🦍 👶🏿 🤱🏾 Sphinx Search Engine: Key Features, Applications 🕧 🧓 🔂

Nowadays, hardly anyone wants to choose products in the online store, where you need to sort out the categories or scroll through long lists of products.

There are many tools available that can make internal site searches fast, intuitive, and tailored to any customer needs.

The Sphinx search engine seems to promise exactly that. The full-text search engine is both flexible and fast.

Sphinx works as a standalone server and does not store text for itself. It creates an index based on an SQL query that retrieves documents from the database, saves indexes, and at a later stage returns rows matching the query.

What is Sphinx

Sphinx Search Engine is a full-text search engine that is free, fast and scalable. It is designed for performance and relevance. It has no analogues in any traditional database.

A large number of well-known sites with high traffic rely on it for an advanced level of search and scalability.

Key features of Sphinx

Sphinx helps enable and add value to search and scalability with the following features that make it popular with thousands of e-commerce developers and sellers.

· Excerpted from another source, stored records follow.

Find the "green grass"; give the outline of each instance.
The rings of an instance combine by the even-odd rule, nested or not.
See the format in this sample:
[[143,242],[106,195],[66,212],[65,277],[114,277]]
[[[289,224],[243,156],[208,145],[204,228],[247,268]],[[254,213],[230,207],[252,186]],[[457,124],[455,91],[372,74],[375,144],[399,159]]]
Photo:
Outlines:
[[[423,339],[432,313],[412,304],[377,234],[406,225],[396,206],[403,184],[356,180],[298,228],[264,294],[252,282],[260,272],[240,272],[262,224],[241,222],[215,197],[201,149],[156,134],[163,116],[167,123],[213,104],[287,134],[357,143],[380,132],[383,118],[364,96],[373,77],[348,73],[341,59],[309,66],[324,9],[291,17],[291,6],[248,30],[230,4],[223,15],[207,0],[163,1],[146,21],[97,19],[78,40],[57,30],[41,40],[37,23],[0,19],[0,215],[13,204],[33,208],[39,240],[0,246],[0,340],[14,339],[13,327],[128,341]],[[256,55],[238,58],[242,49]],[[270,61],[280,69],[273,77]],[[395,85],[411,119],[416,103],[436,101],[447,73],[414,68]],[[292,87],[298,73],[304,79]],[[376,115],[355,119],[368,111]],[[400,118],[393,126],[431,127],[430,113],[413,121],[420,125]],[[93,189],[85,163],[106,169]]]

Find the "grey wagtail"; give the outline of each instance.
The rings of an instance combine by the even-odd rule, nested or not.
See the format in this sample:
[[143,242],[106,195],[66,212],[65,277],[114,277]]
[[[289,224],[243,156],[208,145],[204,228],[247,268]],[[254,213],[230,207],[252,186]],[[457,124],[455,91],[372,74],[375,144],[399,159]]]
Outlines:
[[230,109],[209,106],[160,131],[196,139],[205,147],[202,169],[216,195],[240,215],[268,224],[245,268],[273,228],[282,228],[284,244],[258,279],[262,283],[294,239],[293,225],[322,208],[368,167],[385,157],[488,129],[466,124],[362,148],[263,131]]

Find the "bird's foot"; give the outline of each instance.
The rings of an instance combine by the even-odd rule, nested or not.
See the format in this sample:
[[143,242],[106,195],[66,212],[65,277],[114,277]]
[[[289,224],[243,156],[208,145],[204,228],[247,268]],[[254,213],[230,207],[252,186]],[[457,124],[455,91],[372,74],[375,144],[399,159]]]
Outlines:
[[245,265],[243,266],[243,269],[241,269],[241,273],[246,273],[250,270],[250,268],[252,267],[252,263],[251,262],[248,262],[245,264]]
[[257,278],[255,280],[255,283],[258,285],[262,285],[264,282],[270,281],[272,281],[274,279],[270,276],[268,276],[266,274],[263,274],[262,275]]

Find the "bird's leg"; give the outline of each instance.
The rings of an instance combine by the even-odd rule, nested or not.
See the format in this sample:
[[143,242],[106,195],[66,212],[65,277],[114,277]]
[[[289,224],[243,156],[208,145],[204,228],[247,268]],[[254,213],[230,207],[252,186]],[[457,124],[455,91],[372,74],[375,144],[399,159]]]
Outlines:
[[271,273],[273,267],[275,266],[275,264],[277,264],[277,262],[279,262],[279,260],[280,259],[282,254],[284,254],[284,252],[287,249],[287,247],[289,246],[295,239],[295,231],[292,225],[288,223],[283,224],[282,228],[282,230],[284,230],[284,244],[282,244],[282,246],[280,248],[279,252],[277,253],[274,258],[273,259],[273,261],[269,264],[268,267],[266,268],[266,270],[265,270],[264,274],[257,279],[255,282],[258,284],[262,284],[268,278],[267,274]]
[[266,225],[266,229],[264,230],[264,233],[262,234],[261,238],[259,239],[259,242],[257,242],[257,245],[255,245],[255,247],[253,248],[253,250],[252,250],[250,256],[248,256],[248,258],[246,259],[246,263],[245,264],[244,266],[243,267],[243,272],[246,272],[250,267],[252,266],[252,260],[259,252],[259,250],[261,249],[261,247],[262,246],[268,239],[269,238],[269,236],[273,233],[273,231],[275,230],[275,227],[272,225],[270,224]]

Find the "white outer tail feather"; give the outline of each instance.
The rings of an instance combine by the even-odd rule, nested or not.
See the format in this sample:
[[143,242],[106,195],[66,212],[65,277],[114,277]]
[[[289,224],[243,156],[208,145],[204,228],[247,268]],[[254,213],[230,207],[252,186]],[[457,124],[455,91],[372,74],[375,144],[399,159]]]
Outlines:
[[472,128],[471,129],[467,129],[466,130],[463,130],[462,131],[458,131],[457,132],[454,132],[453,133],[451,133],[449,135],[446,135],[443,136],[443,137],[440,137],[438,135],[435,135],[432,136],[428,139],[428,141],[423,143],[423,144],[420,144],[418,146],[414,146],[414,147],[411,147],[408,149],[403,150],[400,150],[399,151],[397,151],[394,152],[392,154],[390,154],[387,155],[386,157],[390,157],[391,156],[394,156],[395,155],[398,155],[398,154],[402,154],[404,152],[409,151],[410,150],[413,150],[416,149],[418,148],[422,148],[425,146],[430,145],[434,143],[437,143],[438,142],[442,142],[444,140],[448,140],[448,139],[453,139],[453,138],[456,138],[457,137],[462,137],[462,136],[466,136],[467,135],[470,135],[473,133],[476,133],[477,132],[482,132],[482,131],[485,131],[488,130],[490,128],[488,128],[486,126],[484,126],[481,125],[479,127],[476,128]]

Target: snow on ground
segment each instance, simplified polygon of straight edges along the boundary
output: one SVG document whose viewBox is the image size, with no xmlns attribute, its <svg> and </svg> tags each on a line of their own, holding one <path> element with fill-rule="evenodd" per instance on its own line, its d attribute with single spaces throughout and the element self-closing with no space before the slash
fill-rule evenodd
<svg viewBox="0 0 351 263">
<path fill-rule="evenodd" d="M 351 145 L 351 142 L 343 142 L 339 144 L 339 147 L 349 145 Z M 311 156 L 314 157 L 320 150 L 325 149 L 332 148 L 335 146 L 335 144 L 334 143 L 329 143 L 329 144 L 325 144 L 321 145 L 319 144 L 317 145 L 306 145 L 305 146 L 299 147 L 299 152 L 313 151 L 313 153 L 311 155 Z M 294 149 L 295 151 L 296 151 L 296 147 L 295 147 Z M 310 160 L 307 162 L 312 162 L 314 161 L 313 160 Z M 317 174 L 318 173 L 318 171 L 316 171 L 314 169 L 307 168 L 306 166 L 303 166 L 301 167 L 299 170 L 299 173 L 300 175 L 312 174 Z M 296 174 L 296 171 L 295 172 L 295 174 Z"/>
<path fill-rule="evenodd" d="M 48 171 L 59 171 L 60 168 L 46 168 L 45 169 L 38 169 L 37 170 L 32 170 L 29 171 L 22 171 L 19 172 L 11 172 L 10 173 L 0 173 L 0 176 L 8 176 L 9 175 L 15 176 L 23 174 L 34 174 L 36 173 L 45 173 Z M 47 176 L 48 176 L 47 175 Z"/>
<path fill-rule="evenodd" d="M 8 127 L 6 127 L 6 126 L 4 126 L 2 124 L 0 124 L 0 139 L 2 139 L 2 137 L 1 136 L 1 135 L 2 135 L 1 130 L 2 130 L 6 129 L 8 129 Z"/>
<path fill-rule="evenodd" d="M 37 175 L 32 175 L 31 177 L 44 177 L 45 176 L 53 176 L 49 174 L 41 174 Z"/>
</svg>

High speed of search (up to 150-250 Mb / s on the core with 1,000,000 documents).
Support for distributed real-time search.
High indexing speed (up to 10-15 Mbit / s per core).
High scalability (the largest of the known clusters is able to index up to 3,000,000,000 documents and can process more than 50 million requests per day).
Simultaneous support of several fields (up to 32 by default) for full-text document search.
The ability to maintain a number of additional attributes for each document (for example, groups, timestamps, etc.).
Using stop words.
Support for various APIs of programming languages (for example, for PHP, Python, Java, Perl, Ruby, .NET and C ++, etc.).
Ability to handle both single-byte encodings and UTF-8.
Morphological search.
Integration with the most popular database management systems (e.g. MySQL, PostgreSQL)

In general, the Sphinx search engine has more than 50 different functions (and this number is constantly growing).

How Sphinx Works

The entire complexity of the search engine operation scheme is summarized in 2 key points:

Using the source table, Sphinx creates its own index database;
then, when the user submits an API request, Sphinx returns an array of identifiers that match the identifiers in the source table.

Why use Sphinx

The main reason you should use it is the speed of your search. Regular user searches in MySQL take significantly longer than searches in Sphinx. The user begins to notice the difference as soon as his database has millions of records. If the database is small (for example, a forum of 100 users), this is not quite what you need. Although you can try. Plus there are interesting functions, such as the morphology of the word (if the user is looking for cats, this will correspond to the cat, if he is looking for running, this will correspond to running, running, etc.).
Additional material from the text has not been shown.